The work done to date has been primarily focused on ensuring accreditation, but has not yet been linked
with home-based care activities. Beginning in FY07, the ADDO work will be linked with the newly awarded
Tunajali home-basesd care/orphan and vulnerable children activity in Morogoro, Iringa, and Dodoma.
ADDOs, in collaboration with community-based organizations and NGOs, may provide HBC services to
remote and rural areas through the provision of HBC kits and services that might no otherwise be available
in rural areas. Selected ADDOs would be assigned a catchment area where they could provide HBC
services to volunteers and possibly HIV patients identified by local NGOs and/or clinical facilities. If this
linkage works well, the USG would propose the expansion of the network of ADDOS to another region
covered by Tunajali, e.g., Iringa. The ADDOS could also support referrals of patients for counseling/testing
and for clinical services at the closest HIV/AIDS Care and Treatment Clinic.
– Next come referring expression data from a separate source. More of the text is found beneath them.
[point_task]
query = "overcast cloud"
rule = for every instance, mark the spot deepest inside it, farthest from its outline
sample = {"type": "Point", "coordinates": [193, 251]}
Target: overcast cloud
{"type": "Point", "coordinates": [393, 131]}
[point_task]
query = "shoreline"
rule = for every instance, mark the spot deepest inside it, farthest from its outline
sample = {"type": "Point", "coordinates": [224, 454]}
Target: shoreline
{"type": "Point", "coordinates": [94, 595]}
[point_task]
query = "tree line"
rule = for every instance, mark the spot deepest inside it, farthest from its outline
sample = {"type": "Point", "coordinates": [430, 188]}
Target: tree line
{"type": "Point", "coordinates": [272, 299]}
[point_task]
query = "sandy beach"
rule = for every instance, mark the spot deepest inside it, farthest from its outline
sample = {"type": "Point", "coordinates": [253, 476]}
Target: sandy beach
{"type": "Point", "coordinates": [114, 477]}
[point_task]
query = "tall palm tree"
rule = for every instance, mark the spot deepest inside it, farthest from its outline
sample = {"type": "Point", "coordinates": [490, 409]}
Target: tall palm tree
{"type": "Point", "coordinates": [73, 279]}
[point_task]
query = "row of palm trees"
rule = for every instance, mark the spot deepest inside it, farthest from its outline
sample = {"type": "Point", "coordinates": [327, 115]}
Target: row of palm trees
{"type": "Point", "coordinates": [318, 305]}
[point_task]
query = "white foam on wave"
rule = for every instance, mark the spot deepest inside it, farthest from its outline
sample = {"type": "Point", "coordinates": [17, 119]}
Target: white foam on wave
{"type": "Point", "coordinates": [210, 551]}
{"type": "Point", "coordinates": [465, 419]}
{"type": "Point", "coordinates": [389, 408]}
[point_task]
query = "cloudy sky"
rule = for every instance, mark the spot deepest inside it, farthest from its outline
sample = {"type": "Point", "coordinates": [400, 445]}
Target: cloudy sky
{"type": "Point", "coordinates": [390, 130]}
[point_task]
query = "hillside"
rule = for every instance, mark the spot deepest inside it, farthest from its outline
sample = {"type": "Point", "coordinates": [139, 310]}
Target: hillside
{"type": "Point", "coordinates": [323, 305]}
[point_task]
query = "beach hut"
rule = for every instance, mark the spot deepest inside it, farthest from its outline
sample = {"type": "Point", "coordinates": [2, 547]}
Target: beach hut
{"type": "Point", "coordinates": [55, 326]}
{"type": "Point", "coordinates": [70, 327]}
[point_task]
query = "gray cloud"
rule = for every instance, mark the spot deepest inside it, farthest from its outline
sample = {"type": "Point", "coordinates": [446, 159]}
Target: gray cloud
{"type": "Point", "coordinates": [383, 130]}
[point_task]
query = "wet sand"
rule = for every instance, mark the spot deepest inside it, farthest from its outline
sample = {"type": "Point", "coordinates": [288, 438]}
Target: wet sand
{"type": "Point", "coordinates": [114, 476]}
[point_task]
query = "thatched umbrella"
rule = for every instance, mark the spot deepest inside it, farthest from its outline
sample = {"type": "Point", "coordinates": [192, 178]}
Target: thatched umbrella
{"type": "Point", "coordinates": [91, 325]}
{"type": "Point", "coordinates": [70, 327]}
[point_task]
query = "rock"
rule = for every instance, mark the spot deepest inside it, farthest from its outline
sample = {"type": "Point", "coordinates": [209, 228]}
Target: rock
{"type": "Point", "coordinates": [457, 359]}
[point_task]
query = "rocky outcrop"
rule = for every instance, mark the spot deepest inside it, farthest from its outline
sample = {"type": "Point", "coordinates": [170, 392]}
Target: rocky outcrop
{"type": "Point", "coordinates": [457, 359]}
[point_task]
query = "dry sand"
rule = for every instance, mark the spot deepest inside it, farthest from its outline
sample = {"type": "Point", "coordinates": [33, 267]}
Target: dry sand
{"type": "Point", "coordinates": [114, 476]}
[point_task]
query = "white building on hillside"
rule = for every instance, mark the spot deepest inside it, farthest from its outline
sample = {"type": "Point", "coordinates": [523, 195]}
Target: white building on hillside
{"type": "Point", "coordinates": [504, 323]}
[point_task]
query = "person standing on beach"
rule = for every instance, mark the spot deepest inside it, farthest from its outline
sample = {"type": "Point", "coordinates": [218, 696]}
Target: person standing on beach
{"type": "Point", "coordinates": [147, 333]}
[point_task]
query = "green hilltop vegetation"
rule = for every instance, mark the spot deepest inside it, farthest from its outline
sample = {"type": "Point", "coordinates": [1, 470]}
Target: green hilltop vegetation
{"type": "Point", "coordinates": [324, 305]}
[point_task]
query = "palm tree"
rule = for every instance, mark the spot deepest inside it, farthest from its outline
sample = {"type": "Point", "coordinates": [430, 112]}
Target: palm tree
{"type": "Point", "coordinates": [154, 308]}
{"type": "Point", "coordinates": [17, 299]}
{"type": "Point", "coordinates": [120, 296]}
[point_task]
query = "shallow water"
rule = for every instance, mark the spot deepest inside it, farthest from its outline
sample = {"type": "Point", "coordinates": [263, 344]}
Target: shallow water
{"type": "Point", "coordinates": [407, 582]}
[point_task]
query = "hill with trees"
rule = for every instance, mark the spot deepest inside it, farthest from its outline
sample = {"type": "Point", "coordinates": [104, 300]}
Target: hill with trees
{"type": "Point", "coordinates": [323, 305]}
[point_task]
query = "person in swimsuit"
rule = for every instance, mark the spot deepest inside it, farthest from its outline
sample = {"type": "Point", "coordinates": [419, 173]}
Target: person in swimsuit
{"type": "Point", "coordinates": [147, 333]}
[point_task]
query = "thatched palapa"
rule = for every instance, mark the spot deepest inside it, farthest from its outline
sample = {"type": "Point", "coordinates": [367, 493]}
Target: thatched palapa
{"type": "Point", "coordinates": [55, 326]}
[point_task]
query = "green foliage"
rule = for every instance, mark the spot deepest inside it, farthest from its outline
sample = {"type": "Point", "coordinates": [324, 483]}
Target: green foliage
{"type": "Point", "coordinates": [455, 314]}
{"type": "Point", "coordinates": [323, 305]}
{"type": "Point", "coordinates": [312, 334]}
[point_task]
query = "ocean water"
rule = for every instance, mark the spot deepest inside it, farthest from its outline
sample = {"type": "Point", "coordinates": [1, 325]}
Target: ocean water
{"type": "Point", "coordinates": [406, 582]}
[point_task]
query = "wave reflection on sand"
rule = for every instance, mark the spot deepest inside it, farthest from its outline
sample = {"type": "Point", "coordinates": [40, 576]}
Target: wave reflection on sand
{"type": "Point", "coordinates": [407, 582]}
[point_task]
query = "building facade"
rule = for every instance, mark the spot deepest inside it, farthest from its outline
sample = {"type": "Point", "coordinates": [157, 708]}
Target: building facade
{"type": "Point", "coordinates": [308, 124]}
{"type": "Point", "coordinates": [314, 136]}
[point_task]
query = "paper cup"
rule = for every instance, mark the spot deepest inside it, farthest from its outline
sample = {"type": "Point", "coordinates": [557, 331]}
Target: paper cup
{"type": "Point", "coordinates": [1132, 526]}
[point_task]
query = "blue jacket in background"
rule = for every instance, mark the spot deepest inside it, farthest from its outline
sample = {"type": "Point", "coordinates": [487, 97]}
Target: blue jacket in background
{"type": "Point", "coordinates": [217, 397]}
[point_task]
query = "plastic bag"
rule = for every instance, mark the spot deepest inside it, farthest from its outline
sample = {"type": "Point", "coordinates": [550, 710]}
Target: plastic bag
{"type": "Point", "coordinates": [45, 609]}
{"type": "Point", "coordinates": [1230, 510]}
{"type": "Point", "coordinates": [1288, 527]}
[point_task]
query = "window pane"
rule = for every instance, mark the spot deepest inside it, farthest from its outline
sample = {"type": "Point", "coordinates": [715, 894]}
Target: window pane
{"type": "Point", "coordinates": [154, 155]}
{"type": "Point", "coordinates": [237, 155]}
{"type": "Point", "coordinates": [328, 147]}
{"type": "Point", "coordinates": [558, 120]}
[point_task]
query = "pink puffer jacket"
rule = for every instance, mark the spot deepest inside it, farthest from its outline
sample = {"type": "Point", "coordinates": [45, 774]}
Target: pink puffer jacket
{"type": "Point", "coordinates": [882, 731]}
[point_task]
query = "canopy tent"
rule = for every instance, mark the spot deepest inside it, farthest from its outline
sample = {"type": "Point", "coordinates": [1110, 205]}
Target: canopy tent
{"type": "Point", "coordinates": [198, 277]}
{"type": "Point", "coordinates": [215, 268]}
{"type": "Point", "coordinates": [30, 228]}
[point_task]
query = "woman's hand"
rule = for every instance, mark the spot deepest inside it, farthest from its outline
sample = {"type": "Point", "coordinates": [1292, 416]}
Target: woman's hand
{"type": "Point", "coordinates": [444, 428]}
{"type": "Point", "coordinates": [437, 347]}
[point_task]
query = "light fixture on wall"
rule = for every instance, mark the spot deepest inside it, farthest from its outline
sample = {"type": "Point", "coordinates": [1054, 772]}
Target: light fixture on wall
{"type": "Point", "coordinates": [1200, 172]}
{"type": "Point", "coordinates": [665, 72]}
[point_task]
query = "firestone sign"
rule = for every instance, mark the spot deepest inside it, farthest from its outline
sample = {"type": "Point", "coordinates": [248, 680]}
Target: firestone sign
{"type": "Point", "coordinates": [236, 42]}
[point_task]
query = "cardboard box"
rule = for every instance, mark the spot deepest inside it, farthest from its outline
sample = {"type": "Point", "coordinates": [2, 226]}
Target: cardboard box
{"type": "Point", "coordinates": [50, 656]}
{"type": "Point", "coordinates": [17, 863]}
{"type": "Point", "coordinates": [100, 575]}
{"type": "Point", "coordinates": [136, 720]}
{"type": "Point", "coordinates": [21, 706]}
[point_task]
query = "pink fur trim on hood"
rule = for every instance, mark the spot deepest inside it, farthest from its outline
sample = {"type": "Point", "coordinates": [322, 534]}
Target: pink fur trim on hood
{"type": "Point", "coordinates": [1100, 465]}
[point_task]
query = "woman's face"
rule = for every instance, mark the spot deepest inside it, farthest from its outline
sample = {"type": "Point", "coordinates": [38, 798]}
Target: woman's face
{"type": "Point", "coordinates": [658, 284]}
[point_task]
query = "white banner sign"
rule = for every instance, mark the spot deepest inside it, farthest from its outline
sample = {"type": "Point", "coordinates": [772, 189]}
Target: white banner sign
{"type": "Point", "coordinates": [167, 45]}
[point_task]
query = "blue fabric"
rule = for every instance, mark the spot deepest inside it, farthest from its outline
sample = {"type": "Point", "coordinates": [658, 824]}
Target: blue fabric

The proposed role of ADDOs in community-based HIV/AIDS prevention and care would also include
dissemination of HIV/AIDS information whereby ADDOs would become centers for providing basic
HIV/AIDS information to the public. This way, information on HIV prevention, treatment, and the fight
against stigma can be provided using available IEC materials and social marketing techniques in
collaboration with other partners (e.g. PSI, T-Marc) would reach groups and areas that might not otherwise
be reached.
It is expected that through this program, additional beficiaries will be reached, but the first focus will be on
providing quality and accessible goods to existing NGOs whose beneficiaries are counted under the
Tunajali program. In future years, the program could reach more persons in remote areas who are
unduplicated. Consequently, no targets are set.